If you mother had breast cancer, and if it was caused by a genetic mutation - and there's only a 15% chance of that - then there is a 50% chance that you might have inherited the mutation and therefore be higher risk.

If you have an aunt who had breast cancer, and if it was caused by a genetic mutation, this means that she inherited the genetic mutation from one of her parents, i.e. one of your paternal grandparents. If one of your paternal grandparents had a genetic mutation, there is a 50% chance that each of their children might inherit this mutation; in other words, there's a 50% chance your father would have inherited this mutation. If he did, there is then a 50% chance that you would inherit it from him.

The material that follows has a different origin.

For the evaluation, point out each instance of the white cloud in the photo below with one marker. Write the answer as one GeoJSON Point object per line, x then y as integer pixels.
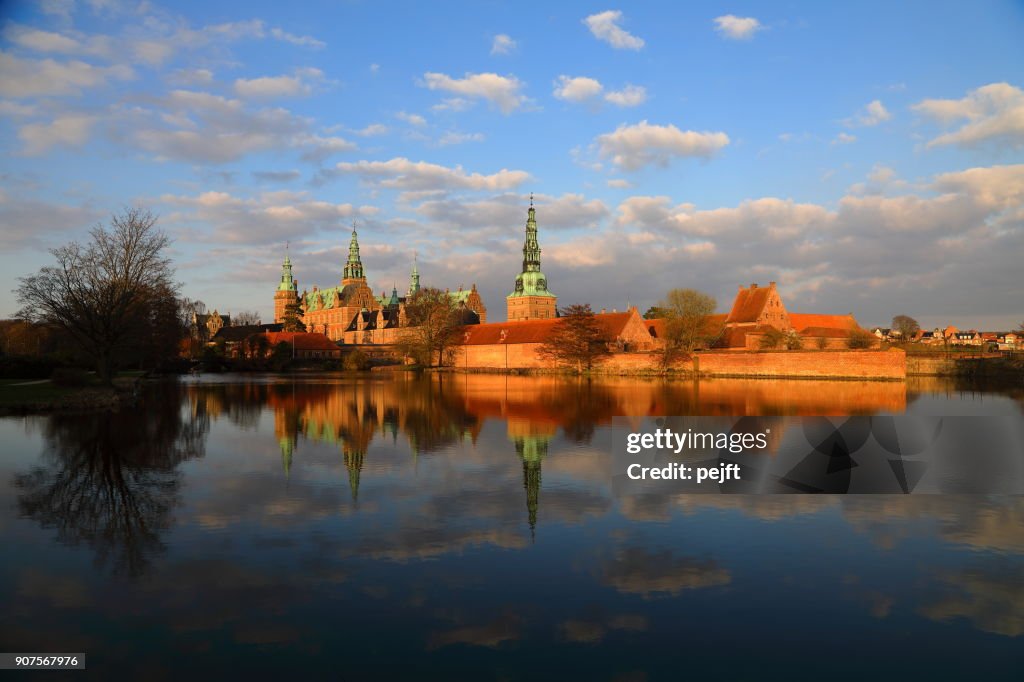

So your risk of carrying a genetic mutation, IF your aunt carries a genetic mutation, is 25% (50% of 50%), i.e. half as likely as your risk if your mother (or a full sibling) carries a genetic mutation.

This is why genetic testing should be done by a genetic counsellor, who goes through your family history and explains all this.

Remember that breast cancer is common - 1 in 8 women will be diagnosed - while breast cancer causing genetic mutations are less common. As others have said, the highest risk factor for developing breast cancer is being a woman. The second highest risk factor for developing breast cancer is getting older. As we get older, some of our genes stop working properly and fail. It's part of the aging process. If it happens to be the breast cancer genes that fail through aging and wear & tear, then you develop breast cancer.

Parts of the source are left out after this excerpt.